[SOLVED] Fastest way to calculate the sum of row-wise "v.T @ v" of a matrix

Fastest way to calculate the sum of row-wise "v.T @ v" of a matrix

I have a 1000 x 500 matrix. For each row, I want to calculate the dot product between the transpose of the row vector and the row vector itself (which should be a scalar), and sum over all rows. Right now I am using

import numpy as np

A = np.random.random((1000, 500))
res = sum(A[i].T @ A[i] for i in range(A.shape[0]))

Since this is the performance bottleneck of my algorithm, I wonder if there are faster ways to do this, peferably a Numpyic solution.

Solution

Testing hpaulj answers in question comments.
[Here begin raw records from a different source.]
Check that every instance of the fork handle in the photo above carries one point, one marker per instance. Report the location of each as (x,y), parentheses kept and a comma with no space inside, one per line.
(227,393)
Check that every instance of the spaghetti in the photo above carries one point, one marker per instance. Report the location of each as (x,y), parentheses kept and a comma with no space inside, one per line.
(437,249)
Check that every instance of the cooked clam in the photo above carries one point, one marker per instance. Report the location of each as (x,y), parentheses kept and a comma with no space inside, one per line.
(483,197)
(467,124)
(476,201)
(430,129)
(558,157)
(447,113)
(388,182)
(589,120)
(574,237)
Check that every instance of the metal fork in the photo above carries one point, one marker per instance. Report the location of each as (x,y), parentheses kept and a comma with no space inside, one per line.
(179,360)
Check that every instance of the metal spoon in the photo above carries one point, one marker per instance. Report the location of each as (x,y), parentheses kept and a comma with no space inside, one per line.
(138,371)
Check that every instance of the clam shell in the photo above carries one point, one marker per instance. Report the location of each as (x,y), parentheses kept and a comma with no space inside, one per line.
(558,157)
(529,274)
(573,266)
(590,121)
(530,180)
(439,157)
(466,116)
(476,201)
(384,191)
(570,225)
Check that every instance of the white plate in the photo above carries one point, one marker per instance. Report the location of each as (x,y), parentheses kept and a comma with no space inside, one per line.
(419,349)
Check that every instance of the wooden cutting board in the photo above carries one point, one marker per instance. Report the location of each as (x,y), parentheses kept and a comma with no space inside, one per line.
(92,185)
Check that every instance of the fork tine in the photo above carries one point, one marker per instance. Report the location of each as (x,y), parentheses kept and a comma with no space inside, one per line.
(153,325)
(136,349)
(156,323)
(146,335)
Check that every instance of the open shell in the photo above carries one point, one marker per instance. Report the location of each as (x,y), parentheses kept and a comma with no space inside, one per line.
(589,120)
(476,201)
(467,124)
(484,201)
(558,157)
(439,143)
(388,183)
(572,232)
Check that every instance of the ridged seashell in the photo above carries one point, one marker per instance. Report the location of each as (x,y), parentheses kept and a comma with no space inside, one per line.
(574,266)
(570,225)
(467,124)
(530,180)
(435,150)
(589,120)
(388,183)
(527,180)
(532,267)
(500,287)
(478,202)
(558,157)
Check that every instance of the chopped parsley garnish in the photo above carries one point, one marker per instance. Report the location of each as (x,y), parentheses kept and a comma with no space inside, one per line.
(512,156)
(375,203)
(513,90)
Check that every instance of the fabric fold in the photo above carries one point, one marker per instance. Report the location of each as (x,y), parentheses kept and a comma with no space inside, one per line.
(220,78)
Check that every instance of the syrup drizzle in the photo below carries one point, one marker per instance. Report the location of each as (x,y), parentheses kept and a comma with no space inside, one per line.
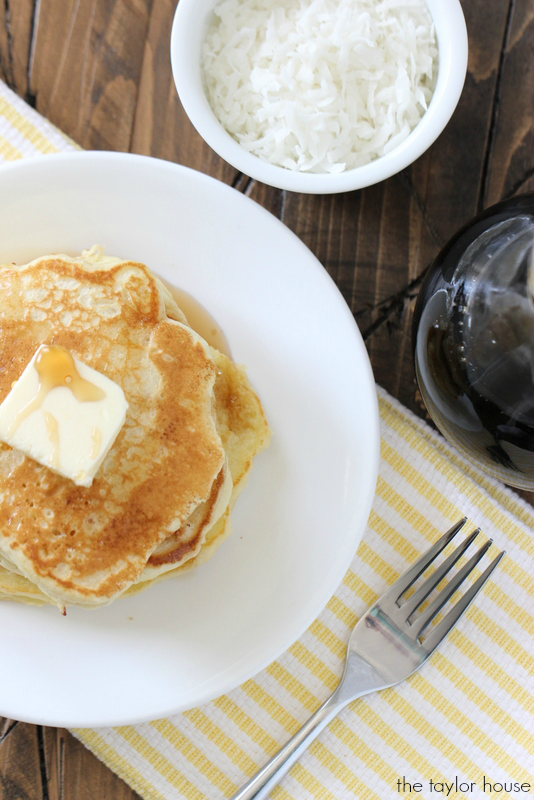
(55,367)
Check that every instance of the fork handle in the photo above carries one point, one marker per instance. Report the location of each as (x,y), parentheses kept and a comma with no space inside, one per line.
(268,776)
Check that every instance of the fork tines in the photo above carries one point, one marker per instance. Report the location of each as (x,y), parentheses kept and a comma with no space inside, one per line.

Adding simple alternative - np.sum(A**2) and two numba functions: single cpu and parallel.

TLDR: Fastest is sum_of_squares_numba_parallel function. Fastest numpy only solution: np.einsum('ij,ij',A,A)

@numba.jit("float64(float64[:,:])")
def sum_of_squares_numba(a):
    sum = 0
    n_y, n_x = a.shape
    for i in range(n_y):
        for j in range(n_x):
            sum += a[i, j] * a[i, j]

    return sum

@numba.jit("float64(float64[:, :])", parallel=True)
def sum_of_squares_numba_parallel(a):
    sum = 0
    n_rows, n_cols = a.shape
    for i in numba.prange(n_rows):
        for j in range(n_cols):
            sum += a[i, j] * a[i, j]
    return sum

Rough timings, using line profiler show that np.einsum('ij,ij',A,A) is clear winner when it comes to numpy only results. Probably because it does not have to create itermediate A*A result in the memory and access it afterwards to compute sum.

Numba single CPU calculation is not far off, probably could be done better.

sum_of_squares_numba_parallel is fastest version so far. On my machine 3-4 times faster than einsum.